Reference
Shell configuration
Configure shell setup for Conductor setup and run scripts
Conductor runs setup and run scripts in a non-interactive shell. This keeps scripts from blocking on prompts while Conductor prepares a workspace or starts a saved command.
Many development tools, including pnpm, mise, and nvm, are often configured in .zshrc. That file only applies to interactive shells, so configuration that works in your normal terminal may not automatically apply to Conductor scripts.
How Conductor gets your environment
Conductor tries to make common shell setups work out of the box. Before running scripts, Conductor launches an interactive shell in the workspace directory, captures exported environment variables such as PATH, and reuses that environment in its non-interactive shells.
Conductor captures the environment from the workspace directory because tools like mise can change their behavior depending on the current directory.
If a command works in Terminal but fails in Conductor
If a command works in your normal terminal but fails in Conductor, it probably depends on configuration from .zshrc that is not part of the exported environment. Common examples include aliases, shell functions, and unexported variables.
Use one of these fixes.
Put setup directly in your script
This is the recommended option. Add the required setup to your Conductor setup or run script so the command does not depend on interactive shell configuration.

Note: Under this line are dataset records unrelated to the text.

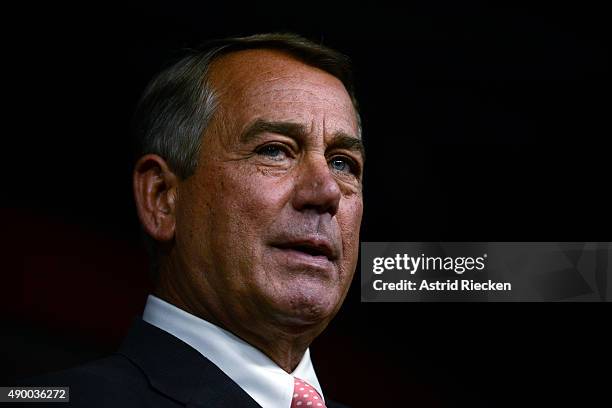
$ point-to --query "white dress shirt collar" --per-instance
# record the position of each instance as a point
(252, 370)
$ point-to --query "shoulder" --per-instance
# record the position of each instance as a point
(110, 381)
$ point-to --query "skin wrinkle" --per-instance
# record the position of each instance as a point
(223, 265)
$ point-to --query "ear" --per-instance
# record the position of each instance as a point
(155, 192)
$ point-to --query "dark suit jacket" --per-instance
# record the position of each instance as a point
(151, 369)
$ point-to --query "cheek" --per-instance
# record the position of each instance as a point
(349, 219)
(243, 204)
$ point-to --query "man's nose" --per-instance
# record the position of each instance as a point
(316, 188)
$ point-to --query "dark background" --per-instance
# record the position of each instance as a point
(481, 123)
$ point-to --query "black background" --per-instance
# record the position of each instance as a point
(481, 123)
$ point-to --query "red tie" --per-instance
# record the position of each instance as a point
(305, 396)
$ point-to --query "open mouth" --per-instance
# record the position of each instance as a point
(317, 250)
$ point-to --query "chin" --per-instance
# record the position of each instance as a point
(307, 308)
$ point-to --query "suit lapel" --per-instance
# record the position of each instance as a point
(179, 371)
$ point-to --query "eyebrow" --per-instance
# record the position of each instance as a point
(340, 139)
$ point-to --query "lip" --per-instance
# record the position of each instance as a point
(311, 253)
(314, 247)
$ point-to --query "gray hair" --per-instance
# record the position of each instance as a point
(178, 104)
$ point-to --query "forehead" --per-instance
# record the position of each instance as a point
(273, 85)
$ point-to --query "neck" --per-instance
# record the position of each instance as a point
(283, 344)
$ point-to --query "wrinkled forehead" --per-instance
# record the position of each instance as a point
(270, 84)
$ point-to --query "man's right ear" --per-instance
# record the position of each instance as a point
(155, 193)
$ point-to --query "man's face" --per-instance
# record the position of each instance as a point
(268, 226)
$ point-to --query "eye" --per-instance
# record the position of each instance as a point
(343, 164)
(273, 151)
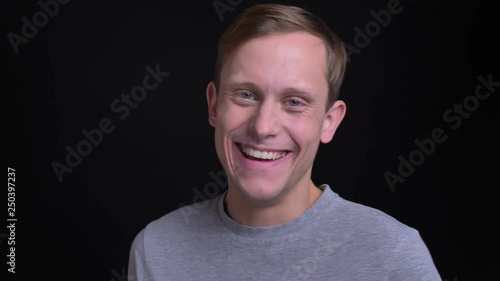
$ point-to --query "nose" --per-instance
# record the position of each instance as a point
(265, 122)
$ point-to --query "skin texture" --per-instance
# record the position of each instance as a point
(272, 97)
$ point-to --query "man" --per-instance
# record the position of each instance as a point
(274, 99)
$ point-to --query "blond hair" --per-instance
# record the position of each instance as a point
(267, 19)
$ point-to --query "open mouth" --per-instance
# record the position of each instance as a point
(260, 155)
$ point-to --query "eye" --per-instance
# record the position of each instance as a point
(246, 95)
(293, 103)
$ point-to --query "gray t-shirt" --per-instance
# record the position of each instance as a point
(335, 239)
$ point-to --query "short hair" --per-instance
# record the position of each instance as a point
(267, 19)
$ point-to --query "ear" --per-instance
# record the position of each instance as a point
(332, 120)
(212, 103)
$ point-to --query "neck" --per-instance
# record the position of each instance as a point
(282, 210)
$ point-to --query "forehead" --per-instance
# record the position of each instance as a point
(295, 59)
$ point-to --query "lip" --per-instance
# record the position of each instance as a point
(257, 164)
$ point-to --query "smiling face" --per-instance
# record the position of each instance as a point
(269, 114)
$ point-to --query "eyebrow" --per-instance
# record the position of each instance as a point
(289, 90)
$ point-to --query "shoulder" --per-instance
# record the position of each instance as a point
(180, 223)
(369, 226)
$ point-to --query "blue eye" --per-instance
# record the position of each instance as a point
(246, 95)
(294, 103)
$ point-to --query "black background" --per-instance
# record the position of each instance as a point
(397, 88)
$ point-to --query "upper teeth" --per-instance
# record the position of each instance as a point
(263, 154)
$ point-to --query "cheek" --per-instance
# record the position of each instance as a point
(230, 118)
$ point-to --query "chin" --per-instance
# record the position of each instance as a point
(260, 191)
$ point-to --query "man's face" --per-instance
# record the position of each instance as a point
(269, 113)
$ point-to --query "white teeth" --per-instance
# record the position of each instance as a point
(263, 154)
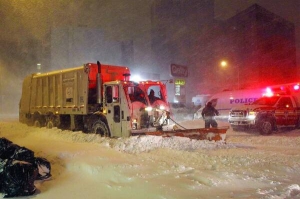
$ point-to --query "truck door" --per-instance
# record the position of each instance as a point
(285, 112)
(113, 106)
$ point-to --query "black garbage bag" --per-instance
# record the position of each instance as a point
(2, 164)
(16, 152)
(44, 168)
(4, 144)
(18, 179)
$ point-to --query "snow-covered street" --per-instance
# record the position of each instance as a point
(248, 165)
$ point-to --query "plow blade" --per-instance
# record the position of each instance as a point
(216, 134)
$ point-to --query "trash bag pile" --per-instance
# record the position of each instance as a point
(19, 169)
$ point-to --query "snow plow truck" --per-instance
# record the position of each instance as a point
(95, 98)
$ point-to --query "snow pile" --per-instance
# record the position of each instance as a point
(140, 144)
(248, 165)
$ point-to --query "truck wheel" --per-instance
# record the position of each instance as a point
(100, 127)
(50, 124)
(266, 127)
(298, 124)
(38, 123)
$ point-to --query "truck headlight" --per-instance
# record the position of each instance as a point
(252, 115)
(149, 108)
(162, 107)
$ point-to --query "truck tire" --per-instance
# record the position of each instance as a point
(266, 127)
(297, 126)
(38, 122)
(99, 127)
(50, 124)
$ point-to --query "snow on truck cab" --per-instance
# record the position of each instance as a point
(278, 107)
(226, 100)
(93, 98)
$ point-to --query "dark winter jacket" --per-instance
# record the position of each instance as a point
(209, 111)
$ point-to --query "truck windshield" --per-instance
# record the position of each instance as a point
(269, 101)
(135, 94)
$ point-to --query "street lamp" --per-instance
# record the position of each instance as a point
(224, 64)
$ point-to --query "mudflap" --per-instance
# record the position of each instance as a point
(211, 134)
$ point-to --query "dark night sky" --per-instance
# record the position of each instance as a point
(287, 9)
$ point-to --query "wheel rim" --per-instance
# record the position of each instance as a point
(50, 125)
(37, 123)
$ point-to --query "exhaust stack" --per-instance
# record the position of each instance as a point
(99, 84)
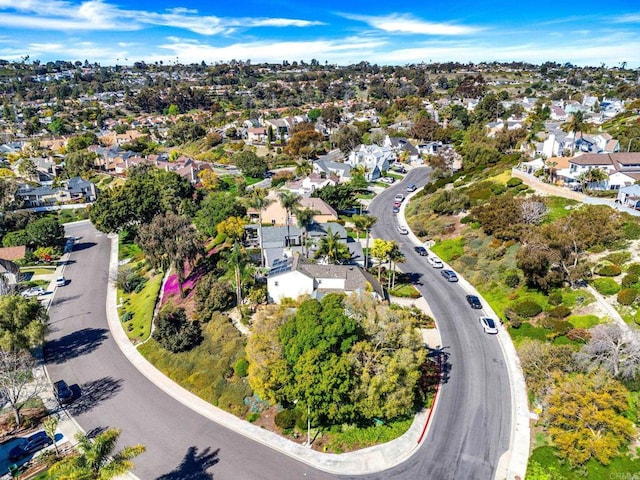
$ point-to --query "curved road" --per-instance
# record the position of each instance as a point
(468, 433)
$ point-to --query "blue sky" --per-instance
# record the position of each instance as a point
(342, 32)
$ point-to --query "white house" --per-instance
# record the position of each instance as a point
(292, 277)
(373, 158)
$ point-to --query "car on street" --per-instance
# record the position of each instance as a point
(421, 251)
(488, 325)
(435, 262)
(28, 445)
(474, 301)
(33, 292)
(450, 275)
(63, 393)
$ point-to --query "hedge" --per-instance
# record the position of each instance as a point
(606, 286)
(609, 270)
(560, 312)
(627, 296)
(629, 280)
(527, 308)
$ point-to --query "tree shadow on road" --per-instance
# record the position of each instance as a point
(83, 246)
(89, 395)
(74, 345)
(194, 465)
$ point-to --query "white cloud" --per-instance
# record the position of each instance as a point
(99, 15)
(396, 23)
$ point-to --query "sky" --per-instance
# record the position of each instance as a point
(343, 32)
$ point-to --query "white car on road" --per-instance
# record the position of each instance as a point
(435, 262)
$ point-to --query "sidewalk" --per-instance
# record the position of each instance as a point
(513, 463)
(370, 460)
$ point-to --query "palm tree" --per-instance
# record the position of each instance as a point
(332, 248)
(258, 200)
(576, 125)
(304, 216)
(364, 223)
(95, 459)
(395, 256)
(289, 202)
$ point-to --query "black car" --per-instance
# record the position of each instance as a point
(29, 445)
(450, 275)
(474, 301)
(62, 391)
(421, 251)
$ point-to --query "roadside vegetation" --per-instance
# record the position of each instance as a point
(531, 258)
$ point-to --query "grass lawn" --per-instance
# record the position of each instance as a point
(141, 305)
(557, 207)
(207, 370)
(74, 215)
(405, 290)
(449, 249)
(351, 438)
(545, 457)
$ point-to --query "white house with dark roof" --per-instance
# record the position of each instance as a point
(293, 277)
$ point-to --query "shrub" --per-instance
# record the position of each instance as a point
(629, 280)
(241, 367)
(286, 419)
(555, 298)
(175, 332)
(606, 286)
(627, 296)
(560, 312)
(514, 182)
(527, 308)
(579, 335)
(618, 257)
(608, 270)
(512, 280)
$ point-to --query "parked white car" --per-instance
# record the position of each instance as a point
(435, 262)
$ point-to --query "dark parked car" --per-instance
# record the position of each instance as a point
(421, 251)
(474, 301)
(29, 445)
(62, 391)
(450, 275)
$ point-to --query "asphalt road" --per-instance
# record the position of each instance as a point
(181, 444)
(472, 424)
(468, 433)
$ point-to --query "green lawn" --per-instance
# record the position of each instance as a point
(141, 305)
(207, 370)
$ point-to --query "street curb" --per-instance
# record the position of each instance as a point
(366, 461)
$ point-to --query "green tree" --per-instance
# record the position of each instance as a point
(585, 416)
(364, 223)
(168, 241)
(215, 208)
(577, 124)
(45, 232)
(17, 383)
(332, 249)
(174, 331)
(96, 459)
(250, 164)
(23, 323)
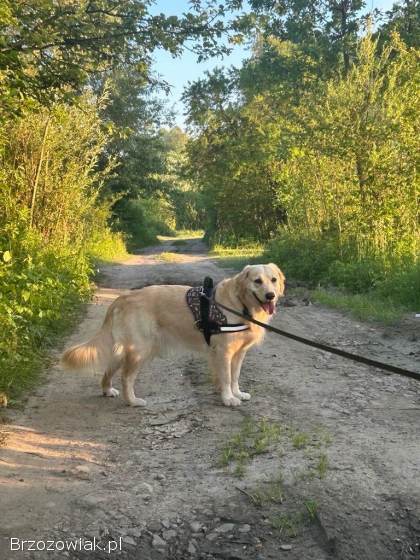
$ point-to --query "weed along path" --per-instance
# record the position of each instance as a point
(322, 463)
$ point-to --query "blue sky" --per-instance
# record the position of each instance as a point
(179, 71)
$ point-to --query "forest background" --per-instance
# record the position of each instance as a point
(306, 154)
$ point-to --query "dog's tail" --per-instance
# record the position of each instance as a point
(99, 350)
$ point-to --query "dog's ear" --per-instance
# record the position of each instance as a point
(278, 271)
(245, 271)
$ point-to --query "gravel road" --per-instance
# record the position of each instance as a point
(331, 452)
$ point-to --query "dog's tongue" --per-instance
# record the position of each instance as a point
(268, 307)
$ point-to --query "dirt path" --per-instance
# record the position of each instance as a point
(336, 468)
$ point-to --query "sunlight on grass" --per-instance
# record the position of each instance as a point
(365, 307)
(238, 257)
(169, 257)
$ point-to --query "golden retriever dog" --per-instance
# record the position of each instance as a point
(155, 320)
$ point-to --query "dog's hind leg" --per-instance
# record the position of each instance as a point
(220, 364)
(237, 360)
(132, 363)
(107, 389)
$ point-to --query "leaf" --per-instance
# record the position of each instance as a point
(25, 295)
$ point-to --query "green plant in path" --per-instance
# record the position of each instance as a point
(291, 523)
(254, 438)
(288, 524)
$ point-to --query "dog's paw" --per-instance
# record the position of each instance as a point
(231, 401)
(111, 392)
(137, 402)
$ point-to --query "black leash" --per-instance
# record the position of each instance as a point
(325, 347)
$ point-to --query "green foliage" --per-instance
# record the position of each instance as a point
(40, 293)
(144, 219)
(50, 49)
(52, 225)
(313, 151)
(253, 439)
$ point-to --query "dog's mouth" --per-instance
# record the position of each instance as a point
(268, 306)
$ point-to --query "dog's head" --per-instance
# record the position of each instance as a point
(260, 286)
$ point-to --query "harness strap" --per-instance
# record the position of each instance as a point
(209, 318)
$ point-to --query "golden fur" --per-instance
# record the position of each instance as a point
(156, 319)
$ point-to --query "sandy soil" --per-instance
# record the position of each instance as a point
(77, 465)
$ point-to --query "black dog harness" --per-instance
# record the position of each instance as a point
(209, 319)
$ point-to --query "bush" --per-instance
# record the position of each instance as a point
(40, 293)
(302, 258)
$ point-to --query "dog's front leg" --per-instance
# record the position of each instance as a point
(237, 360)
(220, 363)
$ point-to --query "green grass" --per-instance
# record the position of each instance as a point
(42, 294)
(254, 438)
(180, 242)
(169, 257)
(365, 307)
(322, 465)
(300, 440)
(238, 257)
(190, 233)
(288, 524)
(271, 492)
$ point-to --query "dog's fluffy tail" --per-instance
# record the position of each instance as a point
(96, 351)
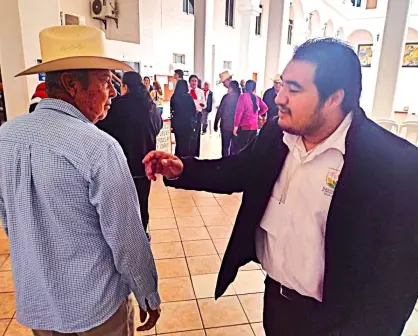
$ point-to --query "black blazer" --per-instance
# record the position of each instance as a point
(183, 113)
(371, 243)
(269, 97)
(134, 127)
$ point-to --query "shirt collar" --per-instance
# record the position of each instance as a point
(336, 140)
(62, 107)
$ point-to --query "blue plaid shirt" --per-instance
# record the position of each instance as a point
(69, 206)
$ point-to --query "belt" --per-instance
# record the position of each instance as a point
(283, 291)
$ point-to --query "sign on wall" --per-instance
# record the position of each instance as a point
(410, 56)
(164, 137)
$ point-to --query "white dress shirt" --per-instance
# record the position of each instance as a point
(290, 239)
(200, 99)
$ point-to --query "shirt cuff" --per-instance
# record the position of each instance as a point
(153, 301)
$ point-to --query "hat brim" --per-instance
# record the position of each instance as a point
(77, 63)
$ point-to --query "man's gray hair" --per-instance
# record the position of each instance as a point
(53, 82)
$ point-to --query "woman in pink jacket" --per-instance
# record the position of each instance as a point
(249, 108)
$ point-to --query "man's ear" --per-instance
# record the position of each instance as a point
(336, 99)
(69, 84)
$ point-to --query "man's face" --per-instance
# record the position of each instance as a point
(300, 112)
(193, 83)
(94, 101)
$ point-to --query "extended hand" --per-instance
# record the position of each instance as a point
(154, 315)
(162, 163)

export PATH="$HOME/.local/bin:/opt/homebrew/bin:$PATH"
eval "$(mise activate zsh)"
pnpm installThis makes the script easier to understand, share, and debug because the required environment setup lives next to the command that needs it.
Put minimal shared setup in .zshenv
Use .zshenv when configuration must be available to every zsh script, including non-interactive scripts.
Keep .zshenv minimal. Avoid prompts, slow commands, terminal UI setup, or anything that assumes an interactive terminal.
When reliability matters most, put setup directly into your scripts. Conductor tries to capture your interactive shell environment, but that capture can fail, time out, or become stale.